No Palco com Lélia Abramo: o testemunho de um belo ocorrido em 1990

Por Alexandre Mate |
| Tempo de leitura: 3 min
Andréia Barros
Andréia Barros

Tudo parece ter acontecido em uma noite de intensa tempestade na cidade de São Paulo. Sim, segundo o relato da atriz Andreia Barros: muito Lélia Abramo, em 1990. Parece, de acordo com o mergulho de pesquisa desenvolvido e reconfigurado esteticamente com assessoria dramatúrgica de Adélia Nicolete, que o local da ação aconteceu no apartamento de Lélia Abramo significada por Andreia Barros. Aquele apartamento que eu conheci, repleto de muitas plantas, situado em um dos edifícios da Rua Avanhandava. Sim, antes de prosseguir, Avanhandava, que vem do tupi, junta/une: abá, correspondente a humano + nhan, cujo significado relaciona-se a correr + aba, designando lugar... Que lindeza de nome... a junção faz menção a uma cachoeira que obrigava a toda gente que vinham de barco a descer, carregar a embarcação nas costas e seguir à pé! Então, algo muito próximo do belo, lírico, pungente e forte espetáculo No Palco com Lélia Abramo ocorre: avanhademo-nos, pois!!


Lélia Abramo, assim como tantas outras mulheres e homens das artes, por sua conduta ético-artístico e política, insere-se na condição de artista essencial. Oficialmente, como atriz, estreou no histórico e importantíssimo espaço do Teatro de Arena da cidade de São Paulo, na antológica Eles Não Usam Black-tie (1958), escrita por Gianfrancesco Guarnieri. Mulher-artista, deixou um legado nas artes (teatro, cinema e televisão) e na defesa intransigente nas lutas libertárias e militantes (à esquerda) de seu tempo. Sua militância política levou-a a ser preterida em muitas obras, mas, e até o fim da vida, não se acomodou e continuou em processos permanentes de enfrentamento às mais distintas formas de barbárie. Fundamentada, sobretudo, no livro Vida e Arte – Memória de Lélia Abramo (1997), Adélia Nicolete conseguiu, por meio de uma bem urdida situação dramática, tecida por teatralidade e narratividade, trazer à toma momentos da vida pessoal, política e teatral da dupla Lélia Abramo e Andreia Barros (ou como me referi no debate ocorrido após a apresentação da obra na 35 edição do Festival Nacional de Teatro do Vale do Ribeira – Festivale: Lélia Barros e/ou Andreia Abramo).


Retomando a alusão à avanhandava, sim, a obra promove uma interrupção nos tantos fluxos de um viver (que se imagina sabido, conhecido, controlado...) e guia-nos metafórica e metonímicamente a uma viagem: em barco?, barcarola?, batel? sensível? por entre as incontáveis camadas da linguagem estético-representacional ao encontro de um ser exemplar e semelhante, desconhecida da totalidade das gentes de agora.
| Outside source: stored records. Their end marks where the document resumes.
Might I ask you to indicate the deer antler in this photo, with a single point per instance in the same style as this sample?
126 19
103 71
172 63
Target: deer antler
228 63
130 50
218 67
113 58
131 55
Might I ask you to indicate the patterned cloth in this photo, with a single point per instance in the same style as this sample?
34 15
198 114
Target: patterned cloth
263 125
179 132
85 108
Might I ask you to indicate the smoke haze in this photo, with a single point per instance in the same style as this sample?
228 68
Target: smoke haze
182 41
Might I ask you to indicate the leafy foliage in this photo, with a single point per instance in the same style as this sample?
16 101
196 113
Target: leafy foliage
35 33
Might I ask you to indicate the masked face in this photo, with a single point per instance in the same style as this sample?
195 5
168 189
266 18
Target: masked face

Viagem senvível de uma atriz que se manifestou, a Andreia Barros, em 2015, por meio de um livro de memórias... Viagem espetacular, repleta de encantamentos... Viagem por entre os caminhos da memória. Viagem de ressuscitamento!


Antonio Januzelli (Janô) é um diretor de intérpretes. Suas direções (a maioria monólogos), potencializam e fazem medrar as tantas e inumeráveis expressividades do sujeito da cena. Por intermédio da materialidade concreta de um só corpo, ungidas pelas “mãos de afeto” do trabalho de direção de Janô, assiste-se ao nascimento pleno de uma atriz imbricada à sua personagem.


Durante o debate, porque de fato é o que sinto, e de modo mais espirituoso, pontifiquei: “É isso que pode acontecer com alguém que leva a sério seu trabalho por mais de trinta anos?!” Andreia Barros encontra-se plena em cena! Narrando e interpretando Lélia, narrando e interpretando a si mesma em refinado jogo de teatralidade, Andreia aproxima e afasta Lélia de si; aproxima e afasta Andreia de si. O palco com raros adereços cênicos, em um pouco mais de uma hora, é  rigorosa e plenamente preenchido pelo trabalho interpretativo de Andreia. Atriz de significativas obras e personagens, apresenta-nos por meio desta obra, sua mais pulsante e significativa criação. Expressões, tempos, silêncios... criam uma bela e significativa syn.tomia cênica. Sim, porque em grego syn é junção, incorporação, união e tomo diz respeito a parte, parcela.


Embalada por uma bela trilha, épico-lírica, o espetáculo embala, acorda, ressignifica e humaniza. Salve o teatro!! E que se possa assistir presencialmente à bela obra, uma, duas, tantas outras e mais vezes.